Мне приходилось просиживать за столом и делать заказы по десять часов в день. После таких трудов нельзя было разогнуться, поясница болела круглый год, на локтях были верблюжьи мозоли, шея отваливалась, и не помогала ни одна подушка. Я, как заключенный, выходил на прогулку на полчаса в день и опять усаживался за стол.

Но больше всего меня изнуряли полеты. Кто не знает, что значит болтаться в аэропорту? Можно врагу пожелать что угодно, только не это: муки в зловонном вокзале, где нет никакой надежды присесть в течение нескольких часов, ни с чем не сравнятся. Спать приходилось стоя, как лошади в стойле. Обычно в вокзалах спят на холодном полу, подстелив газету. Однажды солдат умудрился заснуть, свесившись пополам на газировочном автомате, как мертвый всадник, которого лошадь привозит домой…

Теперь я с грустью вспоминаю о своих подвигах, восхищаюсь ими и утешаюсь тем, что на земле прошел маленькое чистилище. И мне становится немного жалко прощаться со столь заманчивым ремеслом, исполненным трудностями, отвагой и риском, который постоянно висел надо мной, как топор. Поэтому сейчас я с грустью вспоминаю ранние сумерки, синий морозный снег и нечеловеческие муки ради куска хлеба и, как старый капрал, покуривая трубку, со страхом готовлюсь к новым испытаниям, которые наверняка ждут меня не дождутся. Только эти испытания, наверное, будут еще труднее. Не зря говорят, что чем ближе к старости, тем горше становится влачить существование.

Мне откровенно жаль проститься с ослепительным северным светом, безмолвными елями, засыпанными снегом, и заколдованной тишиной — этой музыкой тайги. Что против них наша природа, закопченная дымом заводских труб и бензинной вонью от машин вперемешку с постоянными оттепелями? Она похожа на беспризорного сироту, не знающего, что такое мыло и губка.

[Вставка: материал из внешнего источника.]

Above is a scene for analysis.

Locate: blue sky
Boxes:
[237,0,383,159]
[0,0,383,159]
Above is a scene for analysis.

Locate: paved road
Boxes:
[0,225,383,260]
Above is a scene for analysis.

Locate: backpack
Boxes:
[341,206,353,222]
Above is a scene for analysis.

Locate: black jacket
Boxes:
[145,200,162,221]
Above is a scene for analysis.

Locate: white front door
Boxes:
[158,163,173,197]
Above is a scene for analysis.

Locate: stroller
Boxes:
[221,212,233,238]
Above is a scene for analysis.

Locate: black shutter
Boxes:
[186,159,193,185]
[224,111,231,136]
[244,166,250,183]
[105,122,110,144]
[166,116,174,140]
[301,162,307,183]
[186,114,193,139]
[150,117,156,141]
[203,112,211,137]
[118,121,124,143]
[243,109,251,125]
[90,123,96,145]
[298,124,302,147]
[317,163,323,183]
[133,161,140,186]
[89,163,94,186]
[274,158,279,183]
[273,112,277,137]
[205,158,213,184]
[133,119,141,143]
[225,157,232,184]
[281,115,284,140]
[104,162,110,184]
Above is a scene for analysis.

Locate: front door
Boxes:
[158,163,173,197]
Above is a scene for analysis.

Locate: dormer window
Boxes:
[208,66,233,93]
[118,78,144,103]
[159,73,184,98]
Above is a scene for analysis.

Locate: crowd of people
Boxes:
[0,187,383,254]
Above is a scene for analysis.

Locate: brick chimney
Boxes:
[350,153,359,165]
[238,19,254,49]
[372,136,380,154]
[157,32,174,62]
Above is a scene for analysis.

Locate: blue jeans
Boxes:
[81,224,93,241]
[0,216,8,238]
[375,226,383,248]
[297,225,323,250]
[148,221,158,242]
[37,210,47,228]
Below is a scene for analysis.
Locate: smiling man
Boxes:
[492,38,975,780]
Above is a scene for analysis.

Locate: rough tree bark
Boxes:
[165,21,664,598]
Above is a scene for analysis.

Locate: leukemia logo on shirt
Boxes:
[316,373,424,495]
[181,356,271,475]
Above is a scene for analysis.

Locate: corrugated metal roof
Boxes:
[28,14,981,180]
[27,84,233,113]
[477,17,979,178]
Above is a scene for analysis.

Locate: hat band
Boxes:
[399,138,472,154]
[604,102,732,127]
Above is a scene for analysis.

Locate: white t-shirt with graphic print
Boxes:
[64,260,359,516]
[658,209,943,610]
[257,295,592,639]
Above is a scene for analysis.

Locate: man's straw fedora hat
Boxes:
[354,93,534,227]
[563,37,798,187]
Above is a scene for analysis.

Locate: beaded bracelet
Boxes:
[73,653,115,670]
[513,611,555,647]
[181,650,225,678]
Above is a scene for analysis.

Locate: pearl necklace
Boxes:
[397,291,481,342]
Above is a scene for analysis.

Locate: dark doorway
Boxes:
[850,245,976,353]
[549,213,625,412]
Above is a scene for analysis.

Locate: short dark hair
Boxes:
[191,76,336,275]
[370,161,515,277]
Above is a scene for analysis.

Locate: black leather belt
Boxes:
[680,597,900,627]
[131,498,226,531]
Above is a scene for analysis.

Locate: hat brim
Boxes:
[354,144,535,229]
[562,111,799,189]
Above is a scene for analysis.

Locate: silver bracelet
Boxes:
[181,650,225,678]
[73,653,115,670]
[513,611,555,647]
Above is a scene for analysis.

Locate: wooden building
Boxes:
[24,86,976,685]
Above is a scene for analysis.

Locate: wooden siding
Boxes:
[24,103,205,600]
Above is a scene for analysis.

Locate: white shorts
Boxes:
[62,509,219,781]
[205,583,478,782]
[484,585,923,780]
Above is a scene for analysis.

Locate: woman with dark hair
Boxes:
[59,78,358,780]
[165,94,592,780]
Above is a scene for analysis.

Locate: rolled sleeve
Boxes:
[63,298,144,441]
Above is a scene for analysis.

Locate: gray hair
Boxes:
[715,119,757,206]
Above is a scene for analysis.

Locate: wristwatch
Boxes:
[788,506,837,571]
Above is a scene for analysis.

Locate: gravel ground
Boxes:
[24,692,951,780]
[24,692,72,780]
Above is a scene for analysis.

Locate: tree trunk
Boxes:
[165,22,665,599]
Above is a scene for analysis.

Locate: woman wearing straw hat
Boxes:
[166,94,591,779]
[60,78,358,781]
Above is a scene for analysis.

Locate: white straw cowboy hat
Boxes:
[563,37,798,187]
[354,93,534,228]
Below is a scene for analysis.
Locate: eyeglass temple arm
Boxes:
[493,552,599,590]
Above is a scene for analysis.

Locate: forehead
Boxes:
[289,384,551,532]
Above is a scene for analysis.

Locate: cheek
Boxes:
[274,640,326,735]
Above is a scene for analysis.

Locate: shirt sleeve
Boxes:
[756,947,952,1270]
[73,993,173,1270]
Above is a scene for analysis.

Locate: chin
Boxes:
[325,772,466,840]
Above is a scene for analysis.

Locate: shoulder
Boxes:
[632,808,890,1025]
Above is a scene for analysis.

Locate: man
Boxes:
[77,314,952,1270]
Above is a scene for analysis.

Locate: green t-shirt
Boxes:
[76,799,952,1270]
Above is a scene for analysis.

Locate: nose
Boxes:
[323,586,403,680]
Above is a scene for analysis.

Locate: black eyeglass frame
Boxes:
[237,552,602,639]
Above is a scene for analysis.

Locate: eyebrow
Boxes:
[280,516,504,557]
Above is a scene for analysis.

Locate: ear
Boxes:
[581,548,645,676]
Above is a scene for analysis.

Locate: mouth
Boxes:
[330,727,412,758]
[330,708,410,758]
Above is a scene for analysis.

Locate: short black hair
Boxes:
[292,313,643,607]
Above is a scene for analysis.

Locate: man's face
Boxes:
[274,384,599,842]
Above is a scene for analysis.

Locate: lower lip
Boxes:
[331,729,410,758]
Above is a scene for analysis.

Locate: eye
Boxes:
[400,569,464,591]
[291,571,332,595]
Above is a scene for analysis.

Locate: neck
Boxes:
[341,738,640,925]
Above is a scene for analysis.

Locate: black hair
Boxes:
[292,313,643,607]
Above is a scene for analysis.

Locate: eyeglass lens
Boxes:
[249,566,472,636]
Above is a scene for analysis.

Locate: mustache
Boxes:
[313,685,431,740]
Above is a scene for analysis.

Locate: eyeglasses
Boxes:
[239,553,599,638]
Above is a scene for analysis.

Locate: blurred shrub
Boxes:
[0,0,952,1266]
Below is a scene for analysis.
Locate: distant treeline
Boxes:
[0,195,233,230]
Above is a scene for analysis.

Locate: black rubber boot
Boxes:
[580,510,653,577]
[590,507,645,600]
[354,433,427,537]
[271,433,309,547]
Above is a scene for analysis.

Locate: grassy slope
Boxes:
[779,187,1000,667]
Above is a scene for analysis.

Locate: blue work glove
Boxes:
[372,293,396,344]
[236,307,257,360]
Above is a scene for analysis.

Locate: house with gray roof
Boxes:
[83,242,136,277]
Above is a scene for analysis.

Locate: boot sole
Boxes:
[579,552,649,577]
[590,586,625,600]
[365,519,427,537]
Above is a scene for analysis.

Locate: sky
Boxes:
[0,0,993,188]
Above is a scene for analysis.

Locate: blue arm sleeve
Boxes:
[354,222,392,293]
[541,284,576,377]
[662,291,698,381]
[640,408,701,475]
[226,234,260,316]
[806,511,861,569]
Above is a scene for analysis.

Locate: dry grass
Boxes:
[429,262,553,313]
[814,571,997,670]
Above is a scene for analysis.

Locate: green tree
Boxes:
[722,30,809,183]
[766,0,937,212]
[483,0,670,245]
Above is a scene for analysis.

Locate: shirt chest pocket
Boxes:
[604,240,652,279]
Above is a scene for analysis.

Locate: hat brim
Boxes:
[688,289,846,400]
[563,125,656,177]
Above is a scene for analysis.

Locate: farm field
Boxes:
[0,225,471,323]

Вспоминается мне, как однажды в пятидесятивосьмиградусный мороз я встал, когда еще было темно, затянулся ремнем потуже поверх полушубка, надел две пары рукавиц, благодаря которым не мог ухватить ручку портфеля, и начал вторгаться к заказчикам, которые еще спали. Подъезды, обросшие инеем, как соляные пещеры, были забиты собаками, которые грелись в них. Перешагивая через собак, я пробирался по скрипучей лестнице и стучался в двери. Заказчики, ничего не понимая спросонок и ежась от холода, даже не смотрели, что я принес им, а только побыстрее расплачивались с фотографом и запирали дверь за мной. Я оставался вновь на морозе, прикрывал щеки рукавицами, спасая от жгучего холода, и негнущимися пальцами разворачивал список и смотрел, куда идти дальше.